Ingredients
- 2 cups (500ml) Selati sugar
- 1 and 1/2 cups (375ml) Nola Original Mayonnaise
- 1 tsp (5ml) vanilla essence
- 4 eggs
- 2 cups (500ml) Supreme flour
- 2 tsp (10ml) baking powder
- 2 tsp (10ml) bicarbonate of soda
- 1 tsp (5ml) salt
- 2 tsp (10ml) cinnamon
- 1/2 tsp (2.5ml) nutmeg
- 1 cup (250ml) pineapple, crushed and drained
- 2 and 1/2 cups (625ml) carrots, grated
- 1/2 cup (125ml) pecan nuts, chopped
- For the Nola mayo icing:
- 2 cups (500ml) Nola Original Mayonnaise
- 1 tbsp (15ml) vanilla extract
- 3 cups (750ml) icing sugar
Cooking Instructions
- Preheat the oven to 180ºC.
- Lightly grease 2 x 12 hole non-stick muffin tins or place in 24 cupcake papers.

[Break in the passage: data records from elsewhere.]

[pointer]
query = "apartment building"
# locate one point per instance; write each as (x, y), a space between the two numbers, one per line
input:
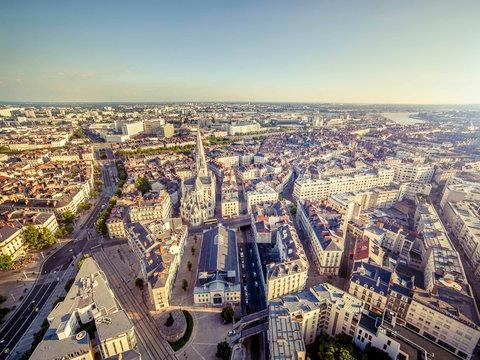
(218, 275)
(413, 172)
(463, 219)
(11, 241)
(411, 189)
(116, 222)
(289, 273)
(89, 301)
(261, 193)
(320, 309)
(370, 332)
(154, 206)
(159, 246)
(449, 319)
(12, 225)
(457, 189)
(370, 283)
(284, 335)
(325, 239)
(230, 205)
(244, 127)
(308, 188)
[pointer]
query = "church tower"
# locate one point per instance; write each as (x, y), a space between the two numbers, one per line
(200, 162)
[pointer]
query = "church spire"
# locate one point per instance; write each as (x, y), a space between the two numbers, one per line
(200, 162)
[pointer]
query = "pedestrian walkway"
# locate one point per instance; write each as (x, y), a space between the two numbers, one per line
(26, 341)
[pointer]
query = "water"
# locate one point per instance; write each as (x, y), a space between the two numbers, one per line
(402, 118)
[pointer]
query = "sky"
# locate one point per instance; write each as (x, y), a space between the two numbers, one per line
(345, 51)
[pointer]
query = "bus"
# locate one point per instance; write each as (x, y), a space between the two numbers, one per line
(211, 222)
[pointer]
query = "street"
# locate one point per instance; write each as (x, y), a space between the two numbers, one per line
(82, 241)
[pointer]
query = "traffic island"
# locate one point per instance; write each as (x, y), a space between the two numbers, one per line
(171, 330)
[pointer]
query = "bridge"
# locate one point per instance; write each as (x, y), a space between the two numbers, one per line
(235, 222)
(248, 319)
(241, 335)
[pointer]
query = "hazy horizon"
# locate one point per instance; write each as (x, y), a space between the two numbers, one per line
(351, 52)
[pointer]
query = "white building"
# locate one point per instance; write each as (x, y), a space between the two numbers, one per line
(159, 247)
(325, 239)
(413, 172)
(313, 189)
(198, 192)
(89, 300)
(245, 127)
(218, 275)
(262, 193)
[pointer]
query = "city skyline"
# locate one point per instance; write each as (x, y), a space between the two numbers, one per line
(409, 53)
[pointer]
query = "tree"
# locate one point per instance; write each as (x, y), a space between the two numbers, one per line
(227, 314)
(48, 239)
(223, 351)
(143, 185)
(36, 239)
(82, 259)
(68, 217)
(373, 352)
(84, 205)
(139, 283)
(6, 262)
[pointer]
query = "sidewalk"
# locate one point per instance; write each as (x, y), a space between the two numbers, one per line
(180, 297)
(27, 339)
(14, 285)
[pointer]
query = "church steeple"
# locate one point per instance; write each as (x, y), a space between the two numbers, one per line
(200, 162)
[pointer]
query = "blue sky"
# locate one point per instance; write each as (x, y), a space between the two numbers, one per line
(315, 51)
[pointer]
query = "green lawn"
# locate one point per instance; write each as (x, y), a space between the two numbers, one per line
(177, 345)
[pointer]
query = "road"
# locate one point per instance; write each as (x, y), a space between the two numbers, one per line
(82, 241)
(252, 283)
(154, 346)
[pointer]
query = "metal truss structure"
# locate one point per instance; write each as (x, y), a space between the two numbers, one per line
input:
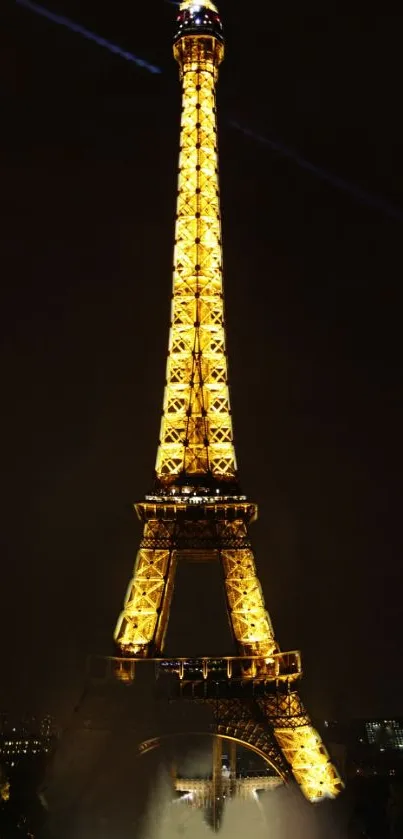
(196, 509)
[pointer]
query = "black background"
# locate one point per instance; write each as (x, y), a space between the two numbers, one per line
(312, 275)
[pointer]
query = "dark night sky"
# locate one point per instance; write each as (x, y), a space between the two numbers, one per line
(88, 169)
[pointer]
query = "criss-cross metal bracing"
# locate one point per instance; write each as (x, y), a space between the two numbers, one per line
(196, 426)
(197, 510)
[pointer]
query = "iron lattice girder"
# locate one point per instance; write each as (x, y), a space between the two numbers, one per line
(196, 444)
(196, 427)
(142, 625)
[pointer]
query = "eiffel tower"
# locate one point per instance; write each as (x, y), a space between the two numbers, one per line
(196, 511)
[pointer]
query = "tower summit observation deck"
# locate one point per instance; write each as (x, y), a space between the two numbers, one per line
(196, 509)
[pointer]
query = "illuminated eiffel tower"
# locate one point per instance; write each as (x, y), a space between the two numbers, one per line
(196, 509)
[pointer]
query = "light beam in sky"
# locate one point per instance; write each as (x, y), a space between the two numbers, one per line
(360, 195)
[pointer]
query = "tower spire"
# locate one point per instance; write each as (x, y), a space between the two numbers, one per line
(196, 439)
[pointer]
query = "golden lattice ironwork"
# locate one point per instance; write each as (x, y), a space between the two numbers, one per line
(196, 510)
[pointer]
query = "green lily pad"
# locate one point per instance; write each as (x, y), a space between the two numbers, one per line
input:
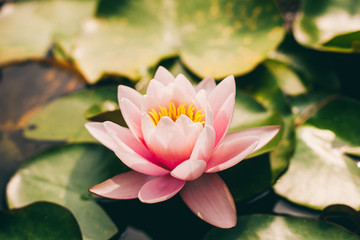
(64, 118)
(216, 38)
(29, 28)
(329, 25)
(320, 172)
(248, 178)
(301, 70)
(63, 175)
(249, 113)
(260, 227)
(40, 220)
(266, 85)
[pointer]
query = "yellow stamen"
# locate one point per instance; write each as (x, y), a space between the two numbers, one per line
(174, 113)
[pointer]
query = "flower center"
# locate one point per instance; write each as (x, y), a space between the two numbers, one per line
(174, 112)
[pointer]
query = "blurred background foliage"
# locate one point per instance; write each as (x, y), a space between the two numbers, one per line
(296, 65)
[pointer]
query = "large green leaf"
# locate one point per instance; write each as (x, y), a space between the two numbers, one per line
(215, 38)
(263, 227)
(331, 25)
(248, 178)
(28, 28)
(40, 220)
(64, 118)
(266, 85)
(249, 113)
(320, 171)
(63, 175)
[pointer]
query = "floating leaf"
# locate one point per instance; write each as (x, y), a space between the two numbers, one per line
(29, 28)
(249, 113)
(25, 88)
(259, 227)
(329, 25)
(63, 175)
(304, 67)
(249, 178)
(265, 84)
(321, 173)
(40, 220)
(64, 118)
(216, 38)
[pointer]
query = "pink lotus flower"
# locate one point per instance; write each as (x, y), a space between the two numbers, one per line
(176, 142)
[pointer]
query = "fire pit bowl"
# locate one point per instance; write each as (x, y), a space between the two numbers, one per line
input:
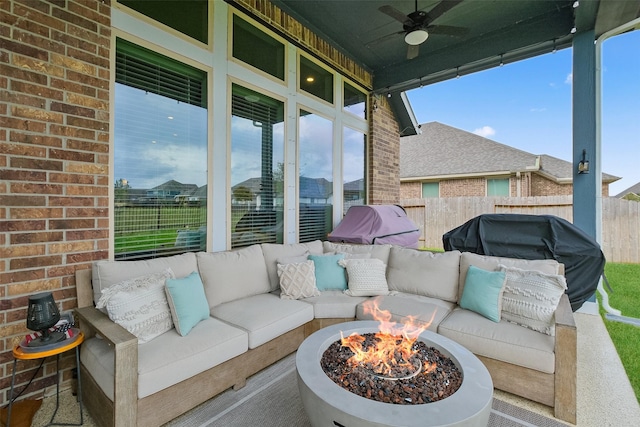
(329, 405)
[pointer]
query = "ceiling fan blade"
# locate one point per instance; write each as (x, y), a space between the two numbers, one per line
(440, 9)
(448, 30)
(412, 51)
(394, 13)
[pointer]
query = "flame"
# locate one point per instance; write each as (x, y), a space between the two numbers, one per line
(394, 346)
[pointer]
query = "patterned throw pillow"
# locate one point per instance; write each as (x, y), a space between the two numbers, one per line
(530, 298)
(140, 305)
(366, 277)
(297, 280)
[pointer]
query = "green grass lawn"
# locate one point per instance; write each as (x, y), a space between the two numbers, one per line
(625, 282)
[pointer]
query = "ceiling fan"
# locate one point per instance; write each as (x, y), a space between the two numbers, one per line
(417, 25)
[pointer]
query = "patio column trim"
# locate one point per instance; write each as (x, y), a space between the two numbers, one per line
(587, 187)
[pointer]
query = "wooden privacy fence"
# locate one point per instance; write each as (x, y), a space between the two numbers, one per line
(620, 218)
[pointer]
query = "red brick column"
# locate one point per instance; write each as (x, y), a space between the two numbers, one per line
(384, 154)
(54, 160)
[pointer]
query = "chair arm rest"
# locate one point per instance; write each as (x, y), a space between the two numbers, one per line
(566, 353)
(94, 322)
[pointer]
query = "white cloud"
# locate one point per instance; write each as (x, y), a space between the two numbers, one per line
(569, 79)
(485, 131)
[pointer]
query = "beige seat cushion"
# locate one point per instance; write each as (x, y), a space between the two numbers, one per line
(503, 341)
(168, 358)
(232, 275)
(334, 304)
(264, 316)
(424, 273)
(406, 308)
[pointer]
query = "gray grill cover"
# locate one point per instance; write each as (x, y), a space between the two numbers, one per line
(535, 237)
(378, 225)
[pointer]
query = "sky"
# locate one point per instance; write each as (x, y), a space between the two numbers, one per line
(527, 105)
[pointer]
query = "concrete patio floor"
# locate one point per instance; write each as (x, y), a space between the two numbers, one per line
(605, 396)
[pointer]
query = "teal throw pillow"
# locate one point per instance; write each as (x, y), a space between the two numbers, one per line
(187, 302)
(482, 292)
(329, 274)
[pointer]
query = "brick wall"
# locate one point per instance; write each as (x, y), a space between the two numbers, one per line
(384, 154)
(54, 137)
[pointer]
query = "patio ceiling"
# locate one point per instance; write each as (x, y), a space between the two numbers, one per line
(496, 31)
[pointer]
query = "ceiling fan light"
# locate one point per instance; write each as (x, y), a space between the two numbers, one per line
(416, 37)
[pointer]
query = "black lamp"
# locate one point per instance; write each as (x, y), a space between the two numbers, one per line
(42, 314)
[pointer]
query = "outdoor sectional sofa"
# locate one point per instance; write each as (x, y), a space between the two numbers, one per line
(248, 326)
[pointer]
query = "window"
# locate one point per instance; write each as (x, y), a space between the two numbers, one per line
(258, 49)
(355, 102)
(430, 190)
(315, 80)
(353, 159)
(160, 155)
(191, 20)
(257, 168)
(315, 185)
(498, 187)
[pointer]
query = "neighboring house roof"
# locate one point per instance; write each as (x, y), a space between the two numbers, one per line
(634, 189)
(444, 151)
(173, 185)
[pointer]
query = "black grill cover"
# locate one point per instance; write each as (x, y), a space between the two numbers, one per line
(535, 237)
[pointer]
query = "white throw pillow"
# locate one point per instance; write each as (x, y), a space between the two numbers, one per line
(366, 277)
(530, 298)
(140, 305)
(297, 280)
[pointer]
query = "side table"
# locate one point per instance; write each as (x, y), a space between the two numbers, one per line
(66, 345)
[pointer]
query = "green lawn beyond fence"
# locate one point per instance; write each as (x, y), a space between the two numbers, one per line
(625, 282)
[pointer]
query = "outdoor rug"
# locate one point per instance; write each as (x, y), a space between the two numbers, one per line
(271, 399)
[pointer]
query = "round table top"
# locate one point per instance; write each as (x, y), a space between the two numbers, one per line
(19, 352)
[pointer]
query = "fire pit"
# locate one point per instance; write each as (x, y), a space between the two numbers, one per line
(329, 404)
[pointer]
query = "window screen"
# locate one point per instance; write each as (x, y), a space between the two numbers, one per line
(355, 101)
(315, 180)
(498, 187)
(353, 160)
(160, 155)
(254, 47)
(315, 80)
(430, 189)
(257, 168)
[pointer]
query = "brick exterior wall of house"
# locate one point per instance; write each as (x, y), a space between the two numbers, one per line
(54, 132)
(463, 187)
(384, 154)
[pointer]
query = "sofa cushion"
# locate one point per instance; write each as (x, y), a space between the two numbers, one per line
(549, 266)
(170, 358)
(187, 301)
(366, 277)
(297, 280)
(503, 341)
(380, 252)
(329, 274)
(272, 252)
(140, 305)
(406, 308)
(334, 304)
(264, 316)
(425, 273)
(231, 275)
(107, 273)
(530, 298)
(483, 292)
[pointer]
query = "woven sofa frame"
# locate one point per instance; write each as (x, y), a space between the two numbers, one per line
(557, 390)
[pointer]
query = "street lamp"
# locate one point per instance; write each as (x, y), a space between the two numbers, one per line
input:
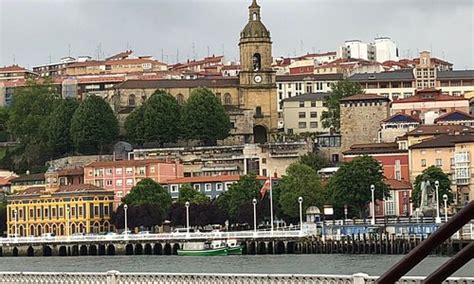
(445, 199)
(300, 201)
(125, 208)
(67, 220)
(254, 202)
(438, 219)
(16, 220)
(187, 216)
(372, 188)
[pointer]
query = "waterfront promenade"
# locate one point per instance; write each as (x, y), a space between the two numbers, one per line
(115, 277)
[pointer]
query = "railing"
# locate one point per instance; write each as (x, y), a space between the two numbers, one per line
(157, 237)
(115, 277)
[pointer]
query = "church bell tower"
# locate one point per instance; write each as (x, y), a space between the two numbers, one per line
(257, 78)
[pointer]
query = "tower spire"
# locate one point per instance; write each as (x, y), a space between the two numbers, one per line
(254, 11)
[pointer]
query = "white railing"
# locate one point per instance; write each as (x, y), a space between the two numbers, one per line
(115, 277)
(157, 237)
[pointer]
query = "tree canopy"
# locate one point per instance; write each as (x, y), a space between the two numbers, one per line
(59, 135)
(351, 184)
(94, 126)
(341, 89)
(204, 117)
(300, 181)
(432, 174)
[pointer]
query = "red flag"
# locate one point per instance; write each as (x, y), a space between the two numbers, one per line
(266, 186)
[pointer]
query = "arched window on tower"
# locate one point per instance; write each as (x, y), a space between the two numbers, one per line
(227, 99)
(180, 99)
(257, 62)
(131, 100)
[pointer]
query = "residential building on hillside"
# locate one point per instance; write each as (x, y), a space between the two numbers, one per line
(397, 125)
(452, 154)
(302, 113)
(360, 118)
(262, 159)
(211, 186)
(61, 210)
(455, 118)
(15, 72)
(120, 176)
(428, 104)
(394, 160)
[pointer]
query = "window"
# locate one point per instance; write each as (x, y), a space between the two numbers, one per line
(423, 162)
(174, 188)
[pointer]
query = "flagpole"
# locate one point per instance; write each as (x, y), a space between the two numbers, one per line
(271, 203)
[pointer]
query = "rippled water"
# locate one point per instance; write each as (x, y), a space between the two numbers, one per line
(292, 264)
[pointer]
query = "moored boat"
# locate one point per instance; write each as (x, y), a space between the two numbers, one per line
(233, 247)
(213, 248)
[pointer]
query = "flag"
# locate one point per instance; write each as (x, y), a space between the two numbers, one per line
(266, 186)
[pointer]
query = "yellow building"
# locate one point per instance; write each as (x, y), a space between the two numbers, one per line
(452, 154)
(59, 209)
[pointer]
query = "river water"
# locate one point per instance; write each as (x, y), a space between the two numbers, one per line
(287, 264)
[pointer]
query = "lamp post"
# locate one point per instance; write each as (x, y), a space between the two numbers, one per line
(125, 208)
(187, 217)
(372, 189)
(68, 208)
(254, 202)
(445, 199)
(16, 220)
(300, 201)
(438, 219)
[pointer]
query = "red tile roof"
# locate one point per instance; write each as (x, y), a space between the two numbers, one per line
(203, 179)
(364, 97)
(128, 163)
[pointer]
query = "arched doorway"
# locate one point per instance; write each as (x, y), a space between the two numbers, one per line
(260, 134)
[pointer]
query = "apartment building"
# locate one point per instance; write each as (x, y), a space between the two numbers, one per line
(121, 176)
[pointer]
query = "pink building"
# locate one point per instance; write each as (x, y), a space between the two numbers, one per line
(121, 176)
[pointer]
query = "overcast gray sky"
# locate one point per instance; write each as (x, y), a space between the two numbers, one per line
(33, 31)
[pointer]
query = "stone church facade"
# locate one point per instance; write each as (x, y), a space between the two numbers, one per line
(250, 99)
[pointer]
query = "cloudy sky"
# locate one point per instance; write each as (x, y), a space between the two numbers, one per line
(33, 32)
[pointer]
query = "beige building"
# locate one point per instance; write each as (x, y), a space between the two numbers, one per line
(451, 153)
(303, 113)
(360, 118)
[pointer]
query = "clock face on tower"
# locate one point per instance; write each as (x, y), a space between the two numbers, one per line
(257, 79)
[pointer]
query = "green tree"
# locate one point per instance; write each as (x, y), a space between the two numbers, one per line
(204, 117)
(300, 180)
(162, 118)
(60, 141)
(238, 198)
(341, 89)
(314, 161)
(188, 193)
(351, 184)
(93, 126)
(149, 192)
(134, 126)
(432, 174)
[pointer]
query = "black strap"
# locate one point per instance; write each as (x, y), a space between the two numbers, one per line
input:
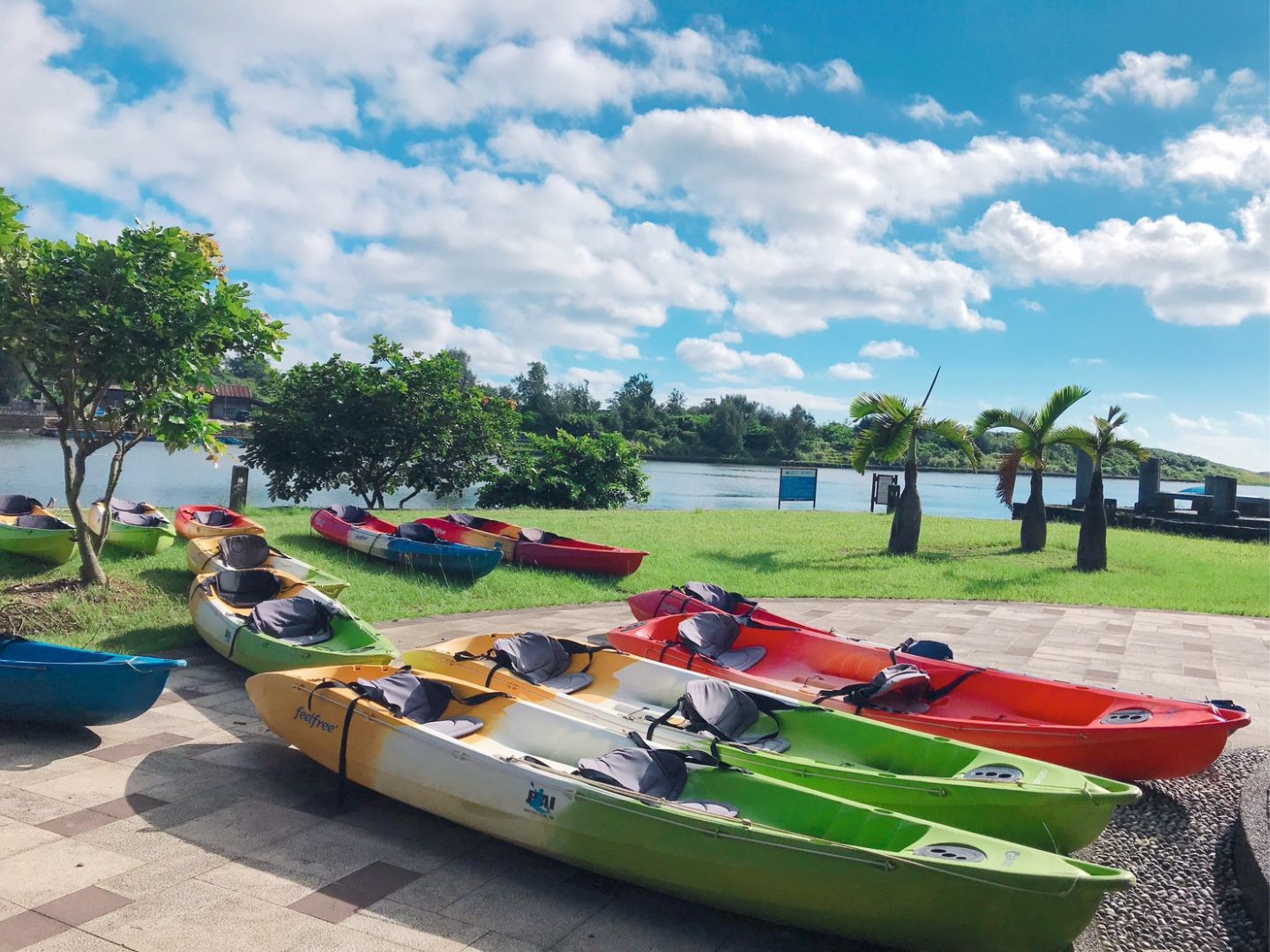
(932, 695)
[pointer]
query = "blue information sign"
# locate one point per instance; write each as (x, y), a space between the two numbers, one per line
(798, 485)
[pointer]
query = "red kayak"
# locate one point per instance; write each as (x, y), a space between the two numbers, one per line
(1096, 730)
(537, 547)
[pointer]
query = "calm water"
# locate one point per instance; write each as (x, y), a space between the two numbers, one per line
(32, 465)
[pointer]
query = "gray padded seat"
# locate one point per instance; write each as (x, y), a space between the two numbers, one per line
(455, 726)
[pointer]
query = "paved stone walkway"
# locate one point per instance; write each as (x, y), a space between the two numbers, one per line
(192, 827)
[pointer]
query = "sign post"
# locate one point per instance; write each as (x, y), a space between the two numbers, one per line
(798, 485)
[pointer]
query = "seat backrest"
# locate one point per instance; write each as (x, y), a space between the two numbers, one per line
(352, 514)
(709, 634)
(302, 619)
(40, 522)
(658, 773)
(247, 588)
(533, 655)
(244, 551)
(417, 532)
(17, 505)
(213, 517)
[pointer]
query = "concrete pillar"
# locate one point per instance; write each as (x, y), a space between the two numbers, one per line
(238, 487)
(1148, 484)
(1084, 478)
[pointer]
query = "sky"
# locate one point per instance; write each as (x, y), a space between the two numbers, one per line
(793, 201)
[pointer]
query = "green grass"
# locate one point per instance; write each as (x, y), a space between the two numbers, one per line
(764, 554)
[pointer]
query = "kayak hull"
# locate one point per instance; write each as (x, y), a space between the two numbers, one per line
(375, 539)
(1047, 807)
(49, 546)
(190, 527)
(1045, 720)
(883, 894)
(560, 554)
(138, 539)
(55, 684)
(202, 555)
(225, 631)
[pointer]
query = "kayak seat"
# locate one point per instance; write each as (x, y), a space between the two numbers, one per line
(248, 588)
(130, 518)
(244, 551)
(299, 621)
(455, 727)
(709, 807)
(352, 514)
(417, 532)
(718, 597)
(713, 635)
(213, 518)
(40, 522)
(17, 505)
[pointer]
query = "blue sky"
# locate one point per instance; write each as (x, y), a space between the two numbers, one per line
(796, 201)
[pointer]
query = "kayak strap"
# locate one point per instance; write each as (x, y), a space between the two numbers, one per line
(503, 659)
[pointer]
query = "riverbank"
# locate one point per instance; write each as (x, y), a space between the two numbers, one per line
(762, 554)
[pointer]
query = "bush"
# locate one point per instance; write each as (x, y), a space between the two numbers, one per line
(571, 472)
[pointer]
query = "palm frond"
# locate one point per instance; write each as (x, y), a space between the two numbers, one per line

- Beat the Selati sugar, Nola Original Mayonnaise and vanilla together.
- Beat in the eggs, one at a time.
- Sift the Supreme flour, baking powder, bicarbonate, salt and spices together and fold into the egg mixture.
- Gently fold in the pineapple, carrots and nuts.
- Spoon into the muffin tin and bake for about 20 minutes or until a skewer comes out clean.
- Cool on a wire rack.
- To make the Nola mayo icing, beat the Nola Original Mayonnaise, vanilla and icing sugar together.
- Add more or less icing depending on whether you want to pipe or drizzle the icing.
- Once the cupcakes have cooled, ice and serve.